This is the day when we Christians celebrate the resurrection of Jesus from the dead.
Trying to understand this is a bit like trying to understand four-dimensional mathematics. While it is certainly possible to talk about such a creature, even write the equations out, it is actually impossible to create a physical representation of such equations. The so-called four-dimensional cube - the teseract - exists only as a theoretical construct for the very practical reason that there is no fourth physical dimension for the next set of angles to project 90 degress out from. Does a teseract exist? The equations certainly say so.
The analogy, like all such, is imperfect. The risen Christ is a reality for us; but, like the teseract, of what that reality consists is something we cannot grasp. Part of the problem in dealing with the question of the resurrection of Jesus is the simple fact that this is not something for which we have any categories for understanding. This is not a resuscitation, a "coming back to life" in the way medical science does for us. It isn't anything anyone has experienced, before or since. That it is, we declare without fear. What it is, well, how do you talk about something for which there not ony is no precedent, but no understanding?
Jesus tried with the Sadducees, who tried to trip up Jesus with questions about the law and its applicability after the resurrection. Paul tried in his letter to the Corinthians when he wrote about "spiritual bodies", although one gets the sense from reading the passage in the fifteenth chapter that Paul is straining to make sense without conceding the completely "new" involved. When presenting various bits of resurrection accounts, there are hints of this wholly new reality in the confession that various people who knew Jesus did not recognize him. How could they? They were confronted not with the Jesus with whom they were familiar, but Jesus raised from the dead. Not "brought back to life" like Lazarus, say, or the boy raised by Elijah in the Old Testament, or the girl raised by Jesus. This is something wholly new, wholly different - a taste of what is to come.

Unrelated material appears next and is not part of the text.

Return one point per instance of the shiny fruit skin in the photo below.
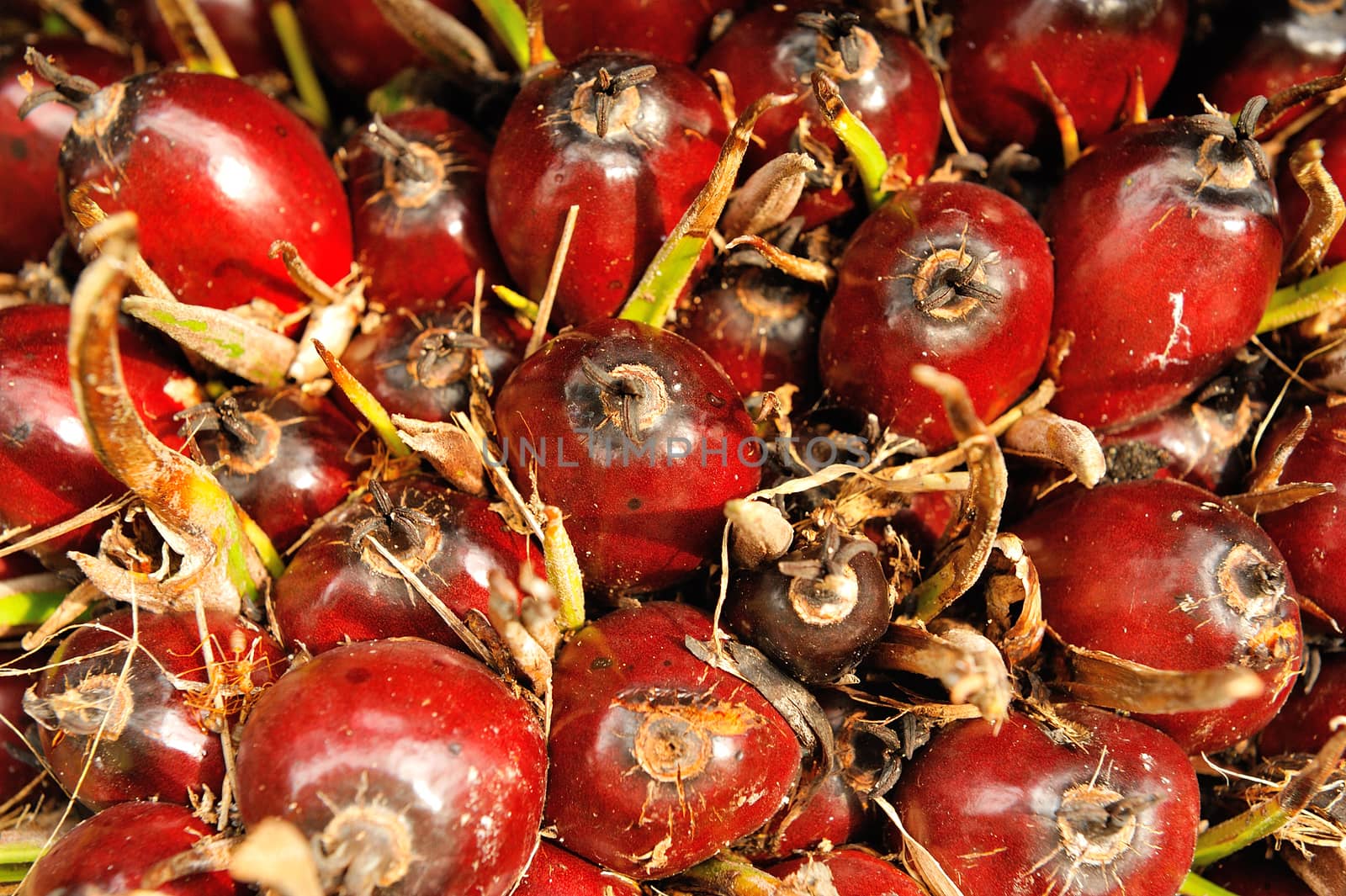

We stand in the light of this new day, this day when we remember that everything has, indeed, changed, and rather than sit around and try to figure out "the physics of resurrection", say, or "the biology of the New Creation" - we need to declare the reality of the resurrection for us. We need to live as if this new reality were completely around us - and have eyes to see where it peeks at us through the shadows.
We need to have the faith that stands in the graveyard and does a little dance. The grave upon which we dance is our own. Not just the little plot of land in which our dead bodies will be placed (or, in my case, where a little marker will be placed because my ashes will be scattered somewhere); but this whole world whose first unspoken assumption is that this little plot of land is the final answer. We see it in our politics. We see it in our culture. We see it in our medical science where death, not dehumanization through the imposition of technology, is "the enemy". We see it in our art. We try to shield our children from the reality of death, claiming "they won't understand", when I have come to remember and see in my childrens' eyes and words that there isn't much to understand, and they get it just fine. Just as I did.
How hard is it to understand? It is part of our set of reality, after all.
Resurrection, though . . . Just dance, man. Find the beat and go.